Costico replongea la tête du malheureux dans l’eau, et le supplice dura jusqu’à ce qu’Everett promette d’être fidèle.
* * *
— Jeremiah noyait les gens ? demandai-je à Virginia en faisant aussitôt le parallèle avec la façon dont Stephanie avait été tuée.
— Oui, capitaine Rosenberg, acquiesça Virginia. Lui et Costico avaient fait de ces simulations de noyade leur spécialité. Ils ne s’en prenaient qu’à des gars ordinaires, impressionnables et corvéables à merci. Mais au Club, quand je voyais un pauvre gars sortir du bureau , la tête trempée et en larmes, je savais ce qui s’était passé. Je vous le dis, Jeremiah massacrait les gens de l’intérieur, sans jamais laisser de traces visibles.
— Est-ce que Jeremiah a tué des gens de cette façon ?
— Probablement. Il était capable de tout. Je sais que des gens ont disparu sans laisser de traces. Ont-ils été noyés ? Brûlés ? Enterrés ? Donnés en pâture à des cochons ? Je n’en sais rien. Jeremiah n’avait peur de rien, sauf d’aller en prison. C’est pour ça qu’il était aussi prudent.
— Que s’est-il passé ensuite ?
— J’ai accouché en janvier 1994. Ça n’a rien changé entre Jeremiah et moi. Il n’a jamais été question de mariage, ou de vivre ensemble. Mais il me donnait de l’argent pour le bébé. Attention, jamais du liquide vulgaire. Il me faisait des chèques ou des versements bancaires. Officiel. Ça a duré jusqu’en juillet. Jusqu’à sa mort.
— Que s’est-il passé, le soir de sa mort ?

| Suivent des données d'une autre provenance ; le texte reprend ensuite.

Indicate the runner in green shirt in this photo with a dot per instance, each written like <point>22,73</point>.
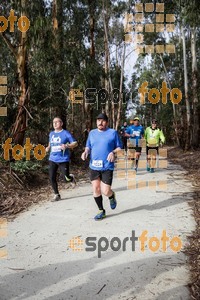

— Je crois que Jeremiah craignait la prison parce qu’il était claustrophobe. Il disait que l’idée d’être enfermé lui était insupportable. Autant qu’il le pouvait, il se déplaçait sur une énorme moto plutôt qu’en voiture et ne mettait jamais de casque. Tous les soirs, il faisait le même trajet : il partait du Club vers minuit, rarement plus tard, et rentrait chez lui par la route 34, qui est quasiment droite jusque chez lui. Il roulait toujours comme un fou. Il se croyait libre, invincible. Il était le plus souvent ivre. J’ai toujours pensé qu’il finirait par se tuer à moto. Je n’aurais jamais imaginé qu’il se casse la figure tout seul, et crève comme un chien, au bord de la route, à agoniser pendant des heures. À l’hôpital, les médecins ont dit que, si on l’avait trouvé plus tôt, il aurait peut-être pu s’en sortir. Je ne me suis jamais sentie aussi soulagée que lorsqu’ils m’ont annoncé sa mort.